(ATR) French president Nicolas Sarkozy offers his full support to the Annecy 2018 bid in a presentation to the IOC Evaluation Commission Friday, with one more day to go for the IOC visit.
"You have a great candidature, a magnificent region and you want to host these Games. We are all going to pull together in a bid to get them," the president said in his lunch address to IOC inspectors, according to news agency AFP.
"If we win them, we'll deserve it," he said, adding that even if the small Alpine town failed in its bid, the investment in new venues and modernisation of infrastructure would benefit region.
In what seemed like an oblique reference to Annecy's recent leadership and budget problems and drawing parallels with his own election campaign, Sarkozy emphasised that the bid team should move forward with confidence into the last five months of the campaign.
"One has to tread a long road to become president of the Republic, it's even worse than for Annecy," Sarkozy was quoted.
"No one believed in it [his campaign] but gradually I began to see people believing. The night of the election, well, everyone believed."
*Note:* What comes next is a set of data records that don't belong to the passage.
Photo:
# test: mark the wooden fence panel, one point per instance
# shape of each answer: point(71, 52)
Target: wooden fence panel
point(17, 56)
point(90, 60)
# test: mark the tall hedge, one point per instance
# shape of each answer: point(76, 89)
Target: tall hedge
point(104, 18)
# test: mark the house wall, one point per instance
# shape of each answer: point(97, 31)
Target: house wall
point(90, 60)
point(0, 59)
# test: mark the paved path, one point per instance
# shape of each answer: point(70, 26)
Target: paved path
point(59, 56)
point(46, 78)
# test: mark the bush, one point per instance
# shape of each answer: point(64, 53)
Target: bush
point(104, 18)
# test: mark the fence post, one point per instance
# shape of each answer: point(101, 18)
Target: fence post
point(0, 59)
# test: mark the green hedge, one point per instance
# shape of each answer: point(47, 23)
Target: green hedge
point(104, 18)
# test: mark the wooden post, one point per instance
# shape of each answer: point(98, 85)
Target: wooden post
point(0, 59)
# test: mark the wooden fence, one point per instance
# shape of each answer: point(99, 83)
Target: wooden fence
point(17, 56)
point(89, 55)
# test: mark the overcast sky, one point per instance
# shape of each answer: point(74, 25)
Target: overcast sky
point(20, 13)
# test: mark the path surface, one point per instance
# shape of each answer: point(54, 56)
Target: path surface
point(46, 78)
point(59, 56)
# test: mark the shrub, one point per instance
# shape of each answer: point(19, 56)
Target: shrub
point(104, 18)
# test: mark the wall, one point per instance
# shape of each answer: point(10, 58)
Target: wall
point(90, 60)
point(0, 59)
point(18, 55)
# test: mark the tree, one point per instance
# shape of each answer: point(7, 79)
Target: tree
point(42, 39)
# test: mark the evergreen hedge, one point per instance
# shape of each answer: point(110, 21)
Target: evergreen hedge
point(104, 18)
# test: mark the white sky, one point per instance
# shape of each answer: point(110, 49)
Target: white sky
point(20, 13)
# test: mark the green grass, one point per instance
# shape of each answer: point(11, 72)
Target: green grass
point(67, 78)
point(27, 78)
IOC inspectors today visited the Chamonix hub, a one hourdrive from the Annecy venue cluster. They visited the sites for Alpine skiing and were briefed on the prospective venues for men's ice hockey, the Olympic villages and the main media center.
The main Olympic village 10 minutes north of Annecy will cost $200 million to build. Located about 40 minutes from Geneva airport, it would have 2,500 beds.
Earlier this week, Annecy 2018 CEO Charles Beigbeder told Around the Rings that the Olympic villages element of the bid book had drawn more than 20 questions at a briefing with the IOC.
Members of the media followed the IOC venue tour, crossing paths withcommission chairman Gunilla Lindberg and the 11-member delegation for acouple of photocalls. French IOC members Guy Drut and Jean-Claude Killy joined commission members for one photo opportunity in Chamonix.
ATR was told that the evaluation commission members had been impressed with their visit to the stunning ski resort that was home to the first Winter Games in 1924.
Later in the day, the IOC group held closed-door meetings with Annecy officials, covering various themes including marketing, finance, and the political and economic climate.
Further presentations to the IOC commission take place on Saturday morning.
In the afternoon, Lindberg and IOC Olympic Games executive director Gilbert Felli will hold a press conference to give their assessment on the four-day inspection visit. This will be followed by an Annecy 2018 news conference.